Detective Jackson stayed standing still. So still that Mr. Cat actually ventured out from the closet, wandered toward us, unafraid, and wove his body in figure eights around the long legs of the stranger in our house. It was remarkable. Mr. Cat usually hated everyone.

I was so thrown by the whole visit, so off my game, I asked, “Is there more you want to talk about?”

Detective Jackson bent over and gave Mr. Cat a nice pat on the side. He said, “No rush on my end. Will you be in town for a while?”

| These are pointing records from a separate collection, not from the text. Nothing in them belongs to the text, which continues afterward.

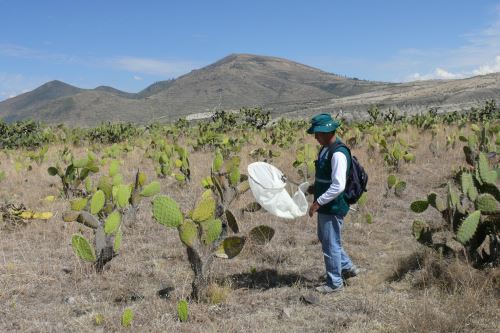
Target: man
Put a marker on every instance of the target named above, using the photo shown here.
(329, 202)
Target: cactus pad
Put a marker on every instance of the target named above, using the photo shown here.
(419, 228)
(114, 168)
(118, 241)
(231, 222)
(230, 247)
(151, 189)
(453, 199)
(211, 231)
(188, 232)
(167, 212)
(487, 176)
(234, 176)
(141, 178)
(252, 207)
(400, 188)
(82, 248)
(391, 181)
(97, 202)
(78, 204)
(409, 157)
(487, 203)
(70, 216)
(468, 227)
(205, 208)
(105, 185)
(180, 177)
(218, 161)
(262, 234)
(182, 310)
(53, 171)
(243, 187)
(117, 179)
(419, 206)
(123, 195)
(112, 223)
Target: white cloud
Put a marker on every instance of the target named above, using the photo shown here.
(442, 74)
(154, 66)
(479, 54)
(487, 69)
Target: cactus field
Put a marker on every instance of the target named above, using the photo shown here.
(154, 229)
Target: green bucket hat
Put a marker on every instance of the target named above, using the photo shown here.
(323, 123)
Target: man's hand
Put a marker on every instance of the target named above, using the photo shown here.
(310, 189)
(314, 208)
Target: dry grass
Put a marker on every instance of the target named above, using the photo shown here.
(44, 287)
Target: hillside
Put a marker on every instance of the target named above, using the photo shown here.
(241, 80)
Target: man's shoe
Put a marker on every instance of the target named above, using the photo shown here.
(351, 272)
(325, 289)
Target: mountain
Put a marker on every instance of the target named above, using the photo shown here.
(243, 80)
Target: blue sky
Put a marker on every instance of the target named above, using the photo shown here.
(131, 44)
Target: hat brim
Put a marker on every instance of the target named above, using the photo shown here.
(321, 129)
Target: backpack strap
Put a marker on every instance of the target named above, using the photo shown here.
(334, 146)
(331, 150)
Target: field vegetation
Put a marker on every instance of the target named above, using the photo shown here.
(153, 228)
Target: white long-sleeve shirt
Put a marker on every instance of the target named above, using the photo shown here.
(339, 175)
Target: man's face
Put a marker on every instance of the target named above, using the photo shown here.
(323, 138)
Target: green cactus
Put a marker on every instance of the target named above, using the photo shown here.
(105, 184)
(487, 204)
(182, 310)
(391, 181)
(188, 232)
(420, 231)
(468, 227)
(400, 188)
(97, 202)
(218, 161)
(234, 176)
(487, 176)
(82, 248)
(205, 208)
(114, 168)
(150, 189)
(453, 199)
(78, 204)
(123, 195)
(419, 206)
(167, 212)
(112, 222)
(211, 231)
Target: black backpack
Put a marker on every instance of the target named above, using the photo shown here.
(356, 180)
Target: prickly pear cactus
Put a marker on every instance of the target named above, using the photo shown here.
(182, 310)
(82, 248)
(167, 212)
(470, 216)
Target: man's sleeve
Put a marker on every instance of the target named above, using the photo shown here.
(339, 175)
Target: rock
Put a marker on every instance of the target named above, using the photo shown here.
(69, 300)
(286, 313)
(67, 270)
(165, 292)
(309, 299)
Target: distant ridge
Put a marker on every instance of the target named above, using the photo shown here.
(244, 80)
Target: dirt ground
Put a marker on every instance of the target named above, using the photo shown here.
(44, 287)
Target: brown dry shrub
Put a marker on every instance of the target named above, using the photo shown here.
(426, 268)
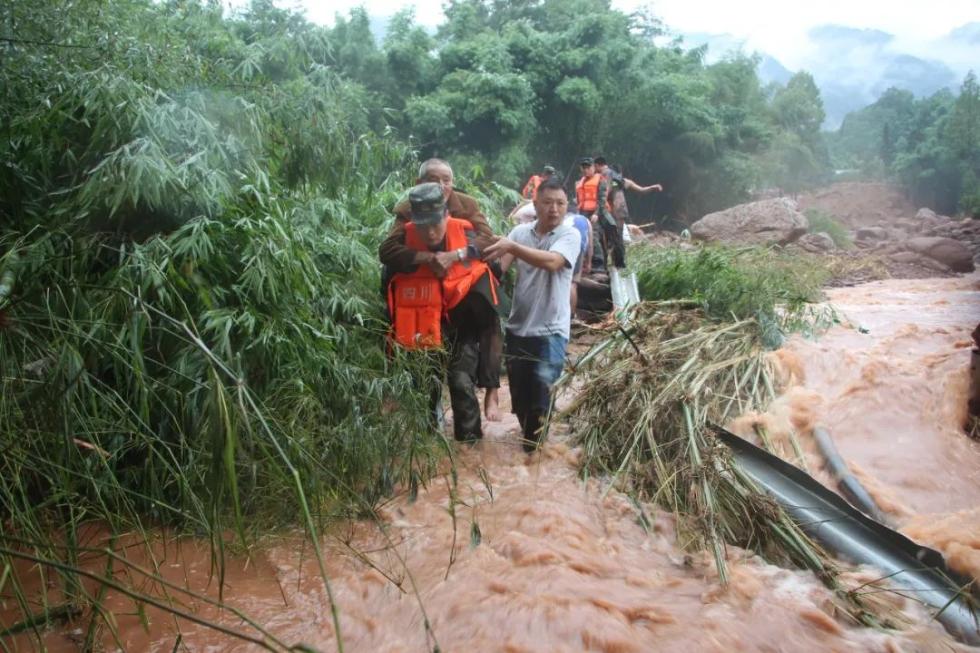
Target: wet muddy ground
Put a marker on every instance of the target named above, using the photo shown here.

“Absolutely. I’m not going anywhere.”

“That’s good to hear.”

As he walked out, I thought about the morning that Richard Vale’s body was discovered. I woke up to a scream. And assumed, correctly, that Hannah’s mother had found her husband dead on the kitchen floor. The police arrived. And chatted with a few neighbors, who popped out to see what was going on. They all mentioned the Vales fought a lot. Screamed at each other, threw things sometimes. I knew that the spouse is always the first suspect when someone dies, and for a moment that morning, I worried that Mrs. Vale would be in trouble for what I had done. Killing Richard sat fine with me, but having her get punished for it would not be okay. So I was uneasy for a bit. But after a quick interview with her, it seemed, based on the detective’s expertise, that the wife didn’t want the husband dead. She was sobbing all morning. And it wasn’t just tears that poured out of her; it was snot too. Any good cop knows that people can train themselves to cry, but no one can fake snot. If honest-to-goodness snot comes out of a nose, it’s a sign that the person is in fact keening and is probably not the killer.

Then I thought about my own reaction when the ambulance and police came for Jason. I was crying, wasn’t I? Sobbing like a new young widow should be sobbing? But thinking back to that horrific early morning, I remember feeling so dry. It was more like I was heaving. Screaming. Hyperventilating. All which can be acted out. Did I have any big wet tears? Did my face show any signs of snot at all? I don’t think it did. I was in shock—that’s why my brain was arid. Or maybe, because of the things I’d done, I no longer had the ability to react to trauma within a range of normal human behavior. I hoped to God no one else noticed my lack of flowing mucus.

By the time Detective Jackson pulled out of my driveway, I felt a sinking panic in my gut. I tried to will myself into believing I was just being paranoid. And then I googled him. I scrolled through police websites and read articles and learned that Keith Jackson was not in the “tying up loose ends” division, but rather he was in the homicide division. He had a clean record, no complaints. And was honored by the city of Miami Beach on multiple occasions for his valor and bravery.

I replayed the odd and seemingly pointless visit. His manner was so casual. Too casual. I had taken several undergraduate classes on the criminal mind and graduate school classes on psychological tactics used in law enforcement to profile and catch criminals and lull them into confessing their crimes. Was Detective Jackson’s friendly meandering a way to get invited into my house without any just cause? A way to keep me, a grieving widow, off guard? But I had nothing to be guarded about. Jason died of natural causes. Everyone knew that already.